If we look at firearm homicide, there is ratio of legal guns used to kill
people and illegal guns used to kill people. What ratio is the saturation
point, after which you gain nothing from stricter gun laws?

I think we can safely assume that some portion of people would like to own gun
whether or not it's illegal. If we also assume that such people are likely to
get illegal gun only if they know someone who has already bought illegal gun.
Now we can also assume that there is certain tipping point, where illegal guns
start to penetrate society disproportionally compared to legal guns. Also we
can safely assume that illegal guns are used disproportinally in homicide,
because it's so difficult to use them in hunting or sport. I think we should
use the homicide rates compared to each other, because the actual number of
illegal guns is always uncertain by definition. The actual total rates of
firearm homicide are not very reliable, because they are influenced why what
happens to be available weapon in a situation where homicide would happen
anyhow. Also it seems that there are certain types of homicide cultures, which
affect the situation considerably across time and space. Total amount of
homicide and it's fluctuation is useless, because there is considerable time
lag and the number and effect of different variables is unknown.

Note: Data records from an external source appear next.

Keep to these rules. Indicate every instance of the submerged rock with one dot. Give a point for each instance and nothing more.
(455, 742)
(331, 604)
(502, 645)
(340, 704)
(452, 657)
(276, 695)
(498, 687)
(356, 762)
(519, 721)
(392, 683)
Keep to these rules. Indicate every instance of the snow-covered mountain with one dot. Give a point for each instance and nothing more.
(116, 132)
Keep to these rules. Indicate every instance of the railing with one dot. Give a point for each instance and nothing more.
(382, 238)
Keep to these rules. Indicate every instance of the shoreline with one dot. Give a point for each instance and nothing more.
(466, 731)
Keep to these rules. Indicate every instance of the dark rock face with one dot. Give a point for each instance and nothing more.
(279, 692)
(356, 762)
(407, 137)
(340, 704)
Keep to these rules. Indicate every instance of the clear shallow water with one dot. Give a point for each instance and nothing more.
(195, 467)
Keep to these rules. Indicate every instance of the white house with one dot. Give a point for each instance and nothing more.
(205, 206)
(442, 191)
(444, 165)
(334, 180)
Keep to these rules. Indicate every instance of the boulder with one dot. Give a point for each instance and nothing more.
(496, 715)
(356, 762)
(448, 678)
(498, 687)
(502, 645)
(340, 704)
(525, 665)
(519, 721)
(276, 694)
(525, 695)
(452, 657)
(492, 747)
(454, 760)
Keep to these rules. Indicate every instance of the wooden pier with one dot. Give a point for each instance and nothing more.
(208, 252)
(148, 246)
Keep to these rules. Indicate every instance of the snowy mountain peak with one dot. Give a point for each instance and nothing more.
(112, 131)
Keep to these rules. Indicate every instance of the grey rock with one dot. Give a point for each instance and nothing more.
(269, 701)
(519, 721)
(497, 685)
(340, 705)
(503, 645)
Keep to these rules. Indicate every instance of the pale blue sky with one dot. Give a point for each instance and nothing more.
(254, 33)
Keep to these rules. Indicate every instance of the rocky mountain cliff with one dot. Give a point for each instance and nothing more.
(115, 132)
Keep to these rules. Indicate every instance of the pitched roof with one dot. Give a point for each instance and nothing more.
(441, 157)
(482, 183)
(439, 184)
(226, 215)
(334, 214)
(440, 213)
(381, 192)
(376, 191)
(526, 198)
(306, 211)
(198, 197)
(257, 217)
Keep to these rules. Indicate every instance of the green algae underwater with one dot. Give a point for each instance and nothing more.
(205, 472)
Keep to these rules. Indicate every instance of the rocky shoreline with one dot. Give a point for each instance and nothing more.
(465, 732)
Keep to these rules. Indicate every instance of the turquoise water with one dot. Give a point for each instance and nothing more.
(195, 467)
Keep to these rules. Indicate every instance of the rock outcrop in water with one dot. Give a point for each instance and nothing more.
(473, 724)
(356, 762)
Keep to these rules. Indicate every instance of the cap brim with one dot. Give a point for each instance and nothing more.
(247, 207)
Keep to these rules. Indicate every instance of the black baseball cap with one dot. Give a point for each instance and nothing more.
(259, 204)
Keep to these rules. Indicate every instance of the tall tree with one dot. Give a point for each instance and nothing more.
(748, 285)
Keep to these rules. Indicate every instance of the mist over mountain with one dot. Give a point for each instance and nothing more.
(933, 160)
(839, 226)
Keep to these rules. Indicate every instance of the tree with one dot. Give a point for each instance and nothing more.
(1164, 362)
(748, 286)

I don't know enough statistics to calculate it. But my gut feeling is that
after 50%/50%, you have reached the tipping point. Also my gut feeling is that
if I was police, I'd prefer something like 5 legal gun homicides against every
illegal gun homicide. This way the legislation could provide some info how
perps are armed in hostage situations etc. Also high amount of legal/illegal
guns might help to regulate the caliber of guns. Which in turn would help to
keep the police body armor effective.

We can also assume that organized crime benefits from overly strict firearm
laws. They get their own partial violence monopoly plus income from smuggling.

On the other hand, is it even possible to calculate the opposite, too lax gun
law? Now if the ratio of gun murders to other murders is very high, that has
to rise some suspicion. Because we are particularly interested by gun inspired
crime. Again my gut feeling is that above 50%/50% indicates something. Knives
are always available, if murderers pick firearm instead, then firearms may be
too available. But then again, murderer might opt fro firearm if there is
possibility of the target to be armed. This gets tricky.

Police despotism? What is the ratio of police shooting a civilian to civilian
shooting a civilian? Civilian shooting another gives indicator of general rate
of violent crime. If police shoots lot's of people in a nation where crime
rate is very low, that hints totalitarian state. What is the acceptable band
of ratios?

For U.S. there is this extra "police comes and takes away my guns". My
suggestion would be that give people licenses to certain calibers. Now police
knows who and how people are armed, but they don't know the actual number of
firearms in any ones possession. Which makes collecting all of them away
impossible. Which means it's pretty dumb to even try, one person can own ten
pistols, but can only shoot them one at a time.